I want to ask you about the role of luxury wristwatches in this film. Everyone is wearing someslfinisherg exceptional — which is a normal class signifier in films, but in an underground bunker, they felt especiassociate poignant.

There’s two slfinishergs. First, I wanted to create a third film in Indonesia with the oligarchs who came to power thcimpolite the extermination there. And I couldn’t becaemploy I couldn’t protectedly return to Indonesia after The Act of Killing. I begined researching oligarchs in analogous situations elsewhere. And I set up someone was buying a bunker, and that inspired The End inhonestly. But as I was on that journey and in the years laboring in Indonesia, I always knovel that a sign of fraudulence was when people — and sign of a corrupt country in vague — was when people’s watches cost more than their cars. That’s how you knovel that rulement officials were corrupt.

I reassociate became interested in the watches while making those two recordaries in Indonesia and researching these authentic-life oligarchs. I accumulateed lines aappreciate to the ones the Son says when he gives the Girl a watch. He talked about rose gelderly and alligator skin and the most accurate time piece ever made. And that was sort of in the back of my head. Then I wrote that song about time. [singing] Seconds ticking past so speedy before you acunderstandledge and they’re gone. But I recall time when moments did not fade, when you shutd your eyes, a individual breath could go on and on forever. So how restricted breaths we might have left unkindt noslfinisherg much at all.

That lyric cemented the role of watches in the film becaemploy… Now I’m coming to the authentic point: ultimately time is the antagonist, right? From the very commencening? Son is doomed eventuassociate to finish up alone becaemploy mortality is the antagonist in all stories. And when the parents die, the son will finish up alone. Will he pick to end himself? Will he inhabit out the rest of his days in bereft loneliness. The film is about this family, these nameless characters are all of us becaemploy the family is each and every one of our families. But at the same time, it’s the entire human family and we are facing the contransiential antagonist of time as we determine accumulateively whether or not we’re going to includeress the ecoreasonable crisis, whether or not we’re going to includeress climate alter before it’s too tardy.

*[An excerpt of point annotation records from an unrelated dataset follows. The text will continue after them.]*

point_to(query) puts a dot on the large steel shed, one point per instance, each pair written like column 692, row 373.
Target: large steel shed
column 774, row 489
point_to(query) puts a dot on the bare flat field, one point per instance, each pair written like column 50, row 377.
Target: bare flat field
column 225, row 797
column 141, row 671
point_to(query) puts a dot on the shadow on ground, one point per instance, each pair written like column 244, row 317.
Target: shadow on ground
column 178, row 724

Time is reassociate someslfinisherg I want the seeer to be enthusiasticly conscious of. And also how if we can’t be contransient with each other becaemploy we’re lying to each other or becaemploy we’re unable to regret for the ways we’ve heard each other. Therefore we’re constantly worried about tiptoeing around no-go areas that hollow out our relationships, then we omit a quality of time in which we srecommend can be together and split this history of what we all are.